錦織、国内プロ1勝!大会最年少18歳9か月…AIGテニス
◆テニスAIGジャパン・オープン第2日(30日・東京有明テニスの森公園) 錦織が2時間3分の激闘を制して、国内プロ初勝利をつかんだ。男子シングルス1回戦で、全米オープン16強で世界ランク84位の錦織圭(18)=ソニー=が、同100位のロバート・ケンドリック(28)=米国=を7−6、6−7、6−2で撃破。昨年10月のプロ転向後、国内大会で初勝利を挙げた。18歳9か月は大会男子最年少勝利記録も1か月更新。国内ツアー初Vを目指し、1日の2回戦で世界ランク60位のギリェルモ・ガルシアロペス(25)=スペイン=に挑む。
最後に相手レシーブがアウトになると、錦織は緊張感から解き放たれて天を仰いだ。2度のタイブレークを戦った2時間3分の死闘。

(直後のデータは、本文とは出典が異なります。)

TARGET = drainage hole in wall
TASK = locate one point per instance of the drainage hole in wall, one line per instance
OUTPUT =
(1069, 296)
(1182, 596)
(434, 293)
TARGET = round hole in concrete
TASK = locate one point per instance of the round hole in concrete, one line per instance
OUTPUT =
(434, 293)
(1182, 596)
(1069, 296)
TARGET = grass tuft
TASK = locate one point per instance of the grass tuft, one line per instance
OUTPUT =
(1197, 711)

プロデビュー戦だった昨年は食事もノドを通らないほど緊張し、単複で初戦敗退。この日も時速200キロ近い相手のサーブに苦しんだ。サービスゲームをキープし続ける緊迫した展開。お互い一度もブレークポイントがないままフルセットにもつれ込んだ。
だが、この1年でツアー初V、全米16強を成し遂げたミラクル18歳はここからが違った。2−2で迎えた第5ゲーム。相手サーブをフォアハンドで完ぺきに返しリターンエースを奪うと、右拳を握りしめてガッツポーズだ。「1回のチャンスも逃すことはできない。弱気になると大事なポイントを取れない」世界の舞台で鍛えた精神力と勝負勘を武器に、接戦をものにした。第3セット開始前、トイレ休憩を申請したが試合開始直前に使っていたため却下された。気持ちが落ちそうになったが、踏ん張った。

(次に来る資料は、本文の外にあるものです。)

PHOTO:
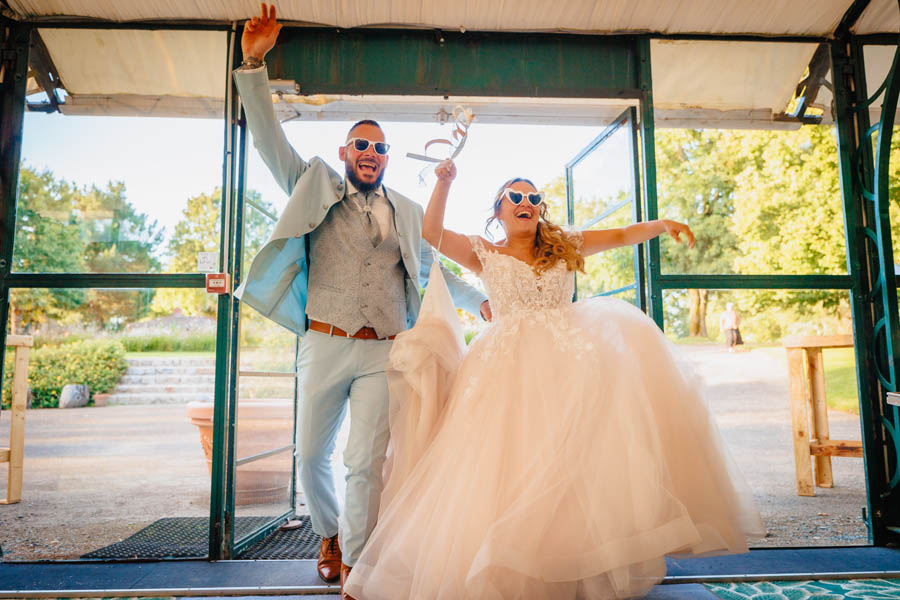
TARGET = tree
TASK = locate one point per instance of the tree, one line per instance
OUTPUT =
(199, 231)
(117, 239)
(48, 240)
(696, 172)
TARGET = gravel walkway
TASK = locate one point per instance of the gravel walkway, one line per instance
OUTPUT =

最終ゲームでは、ジャンプして打つ必殺フォアハンド「エア・ケイ」もさく裂。「頭の片隅に考えていたけど、それまでは余裕がなかった。あのポイントが一番盛り上がってうれしい」観衆は3階席まで埋まる6818人。大会2日目としては06年のフェデラー初来日の5871人を超える史上最多だ。その期待に応え、錦織はひと安心の笑顔を見せた。
5歳からテニスを教えた父・清志さん(52)も「1年の成長を見るいい機会」と話す。2回戦から格上との対戦になるが「どんどん前に出て、積極的に向かっていきたい。一戦一戦勝ち上がってきたい」と錦織は力を込めた。ちょうど1年ぶりの凱旋試合を国内ツアー初制覇で飾る。